Reporter Caitlan Carroll tells us about one tune that's been around for quite a while. And in a new version, is lighting up the German pop charts.
MEDLEY: Somewhere over the rainbow...
CAITLAN CARROLL: ...has been covered by about a hundred different musicians since the song was first released in 1939. But no one has sold as many singles as the Hawaiian musician Israel Kamakawiwo'ole, or "Iz" for short.
WOLFGANG BOSS: Even though it is somehow melancholic, it has a very positive message and positive feeling. People can hear it even when they are on the other side of the planet in their car driving to their work.
Wolfgang Boss is the owner of B1 Recordings. He's responsible for this bringing "Over the Rainbow" to thousands of German car radios 17 years after the song's initial release. The singer Iz died in 1997, but this past fall, Boss lobbied Iz's small Hawaiian label for an exclusive licensing deal in Germany. After a $100,000 marketing campaign, the song made it to number one on German charts for 12 weeks. He says it's sold:
Boss: Altogether, more than 750,000 singles.
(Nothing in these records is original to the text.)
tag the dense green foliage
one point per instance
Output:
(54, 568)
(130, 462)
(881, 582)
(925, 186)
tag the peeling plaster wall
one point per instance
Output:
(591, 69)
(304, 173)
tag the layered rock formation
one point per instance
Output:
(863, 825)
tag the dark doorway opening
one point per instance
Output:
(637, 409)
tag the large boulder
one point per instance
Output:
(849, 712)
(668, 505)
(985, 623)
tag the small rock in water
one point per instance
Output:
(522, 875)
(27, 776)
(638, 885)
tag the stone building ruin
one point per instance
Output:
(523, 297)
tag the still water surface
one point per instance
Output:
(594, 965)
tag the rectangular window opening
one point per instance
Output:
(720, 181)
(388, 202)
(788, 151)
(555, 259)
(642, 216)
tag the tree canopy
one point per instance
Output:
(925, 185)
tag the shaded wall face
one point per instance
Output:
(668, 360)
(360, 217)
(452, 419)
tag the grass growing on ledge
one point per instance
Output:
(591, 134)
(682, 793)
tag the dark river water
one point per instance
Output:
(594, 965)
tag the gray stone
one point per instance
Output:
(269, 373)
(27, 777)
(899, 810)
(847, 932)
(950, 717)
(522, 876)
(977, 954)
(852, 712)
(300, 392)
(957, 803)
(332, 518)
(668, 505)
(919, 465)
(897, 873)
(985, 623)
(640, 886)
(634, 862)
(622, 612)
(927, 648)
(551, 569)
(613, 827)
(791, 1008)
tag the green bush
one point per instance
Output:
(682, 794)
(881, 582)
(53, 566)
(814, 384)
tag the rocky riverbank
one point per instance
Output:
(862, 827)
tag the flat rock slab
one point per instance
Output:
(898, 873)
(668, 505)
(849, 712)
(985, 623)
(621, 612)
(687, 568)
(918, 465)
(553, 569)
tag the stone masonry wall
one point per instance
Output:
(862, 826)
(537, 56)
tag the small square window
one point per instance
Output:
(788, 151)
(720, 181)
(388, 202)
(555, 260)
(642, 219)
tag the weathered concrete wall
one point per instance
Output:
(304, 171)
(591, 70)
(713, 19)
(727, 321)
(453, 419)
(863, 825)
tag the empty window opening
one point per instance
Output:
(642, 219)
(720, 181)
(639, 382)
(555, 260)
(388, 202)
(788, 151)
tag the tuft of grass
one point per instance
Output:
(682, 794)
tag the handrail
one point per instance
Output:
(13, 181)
And spawned a kind of fever for the song's signature instrument -- the ukulele. Many music stores are starting to sell out. And the main ukulele fan club in Germany has grown to 2,600 members.
In the backroom of a small restaurant in Berlin, about 20 ukulele aficionados sit around drinking beer and practicing. I sit down next to a guy who goes by the name Uku-Klaus.
UKU KLAUS: Israel's "Somewhere Over the Rainbow," that starts my interest to play this little instrument.
And interest in the song has spread to France, where it's now number one on the charts. Wolfgang Boss says Japan is next. This version of "Over the Rainbow" seems to land on a pot of gold every time.
In Berlin, I'm Caitlan Carroll for Marketplace.